In focus groups and one-on-one interviews that we have conducted with Human Resources leaders, we find most agree that over the last decade or two the HR department has ceded ground and given up its role as a strategic advisor to business. It has become known as the group that helps ensure compliance rather than the group that introduces breakthrough ideas.
But in the gap between where people look for innovation and growth, and what they expect out of the Human Resources leader, lies the opportunity for HR leadership development. It won’t be easy and it will take time. It will require not one conversation but many in which you, as an HR leader, a Talent leader, or a Leadership and Development leader, learn to trust your ability to engage with business in a dialogue about strategic possibilities. One conversation about strategic HR leadership may not be enough but if you can show, consistently and over 5 or 10 or 30 conversations, that you are able to lead your business colleagues toward new possibilities you will own that seat at the table.

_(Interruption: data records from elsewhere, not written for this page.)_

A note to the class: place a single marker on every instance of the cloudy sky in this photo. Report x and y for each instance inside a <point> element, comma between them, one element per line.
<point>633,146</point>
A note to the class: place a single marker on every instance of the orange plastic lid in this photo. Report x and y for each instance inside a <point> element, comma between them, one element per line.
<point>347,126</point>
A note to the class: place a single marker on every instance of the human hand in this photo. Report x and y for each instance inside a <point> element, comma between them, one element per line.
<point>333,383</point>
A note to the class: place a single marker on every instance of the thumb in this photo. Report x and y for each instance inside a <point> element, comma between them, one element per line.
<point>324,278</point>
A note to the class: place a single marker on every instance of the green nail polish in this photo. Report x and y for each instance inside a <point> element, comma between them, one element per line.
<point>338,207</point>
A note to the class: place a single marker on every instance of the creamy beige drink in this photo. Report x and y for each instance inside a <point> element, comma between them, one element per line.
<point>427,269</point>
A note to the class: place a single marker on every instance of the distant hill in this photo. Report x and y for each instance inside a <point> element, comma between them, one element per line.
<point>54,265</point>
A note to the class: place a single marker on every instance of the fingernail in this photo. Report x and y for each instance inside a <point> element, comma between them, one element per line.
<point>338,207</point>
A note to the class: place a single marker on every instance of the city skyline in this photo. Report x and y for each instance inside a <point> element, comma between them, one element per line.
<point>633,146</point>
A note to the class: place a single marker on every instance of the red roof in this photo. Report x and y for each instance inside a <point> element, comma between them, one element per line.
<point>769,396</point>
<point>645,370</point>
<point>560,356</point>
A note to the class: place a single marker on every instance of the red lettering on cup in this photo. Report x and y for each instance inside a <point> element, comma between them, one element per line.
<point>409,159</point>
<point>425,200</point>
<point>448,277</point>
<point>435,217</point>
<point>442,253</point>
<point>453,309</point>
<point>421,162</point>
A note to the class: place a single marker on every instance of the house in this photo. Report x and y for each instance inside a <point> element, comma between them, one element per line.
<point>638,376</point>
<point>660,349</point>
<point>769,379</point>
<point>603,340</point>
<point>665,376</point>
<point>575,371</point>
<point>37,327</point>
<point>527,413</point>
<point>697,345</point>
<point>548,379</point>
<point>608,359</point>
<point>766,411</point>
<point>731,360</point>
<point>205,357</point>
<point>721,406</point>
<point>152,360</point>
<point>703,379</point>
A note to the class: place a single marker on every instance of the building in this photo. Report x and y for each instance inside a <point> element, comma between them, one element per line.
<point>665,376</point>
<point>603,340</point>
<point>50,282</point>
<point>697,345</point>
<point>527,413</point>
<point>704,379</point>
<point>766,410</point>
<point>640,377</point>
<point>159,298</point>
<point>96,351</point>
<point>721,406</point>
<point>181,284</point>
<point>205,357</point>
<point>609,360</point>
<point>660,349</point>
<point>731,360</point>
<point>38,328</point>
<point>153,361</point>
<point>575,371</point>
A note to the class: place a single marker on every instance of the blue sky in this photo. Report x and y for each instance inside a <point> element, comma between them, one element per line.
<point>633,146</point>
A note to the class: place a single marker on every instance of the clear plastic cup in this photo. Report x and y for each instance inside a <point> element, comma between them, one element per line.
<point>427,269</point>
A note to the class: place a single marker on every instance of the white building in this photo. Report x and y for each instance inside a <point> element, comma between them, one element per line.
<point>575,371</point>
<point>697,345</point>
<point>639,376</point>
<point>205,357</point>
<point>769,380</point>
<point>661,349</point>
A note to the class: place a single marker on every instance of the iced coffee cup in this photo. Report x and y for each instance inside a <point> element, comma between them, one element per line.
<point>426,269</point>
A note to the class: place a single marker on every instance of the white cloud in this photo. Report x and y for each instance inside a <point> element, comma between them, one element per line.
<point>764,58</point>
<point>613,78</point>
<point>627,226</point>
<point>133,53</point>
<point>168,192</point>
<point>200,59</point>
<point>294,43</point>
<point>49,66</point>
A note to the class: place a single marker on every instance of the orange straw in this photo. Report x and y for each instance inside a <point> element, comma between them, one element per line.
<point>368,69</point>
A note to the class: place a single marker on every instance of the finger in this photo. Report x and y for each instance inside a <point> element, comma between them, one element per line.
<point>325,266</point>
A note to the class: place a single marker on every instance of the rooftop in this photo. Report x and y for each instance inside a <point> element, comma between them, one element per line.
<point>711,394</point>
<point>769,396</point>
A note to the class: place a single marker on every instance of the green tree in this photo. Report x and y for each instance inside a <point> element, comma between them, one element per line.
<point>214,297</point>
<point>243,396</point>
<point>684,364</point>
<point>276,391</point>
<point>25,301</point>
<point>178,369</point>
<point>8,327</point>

There are three strategic HR leadership factors that you should consider:
- Your degree of self-interest
- Your understanding of context
- Your ability to evoke innovative ideas
Degree of self-interest
The more that people believe you are driven by their success and by the company’s success, rather than by your own advantage, the more likely they will be to listen to you. Just as you trust a doctor who has your best interest at heart more than cycling through to the next patient as quickly as possible, your business partner will listen to you more closely if you enter each conversation demonstrating your interest in the organization’s success above your own. Show them that you are willing to advocate for decisions that may cost you power but that you believe are right for the company.
Your understanding of context
Research shows that the perception of strategic thinking skills is more important to your career than things like influence or problem-solving skills. And what indicates great strategic thinking often is your display of an understanding of the context. By that we mean three things. First, in understanding your company’s context: your mission, your vision, your values, the aspirations of your senior leadership, the expectation of your investors. Second, an understanding of your competition: who they are, what their plans are, what their relative strengths are compared to you. Third, an understanding of your customer: who your core customer is, what the psychology is behind their purchase decisions and loyalty, how they differ from the core customers of your competitors. If you enter each conversation with your business partners having thought through these three areas you will begin to display your command of context.
Ability to evoke innovative ideas
Finally, while showing that your aspirations lie with the company and that you understand the context, you have now earned the right to help your business partner generate innovative ideas. When they start hearing strategic creativity when they speak to you, they will seek you out again. They may not know what you are doing but they will know that whenever they dialogue with you they leave with a mind full of ideas. Our research with the Outthinker process over the last 12 years has shown that the key to doing this is to tell “strategic narratives” that lead the listener to uncommon solutions. By asking the right compelling questions like “where is the next battleground?” or “how can we coordinate what is uncoordinated?” you will open up exciting new strategic possibilities and prove yourself an effective strategic partner.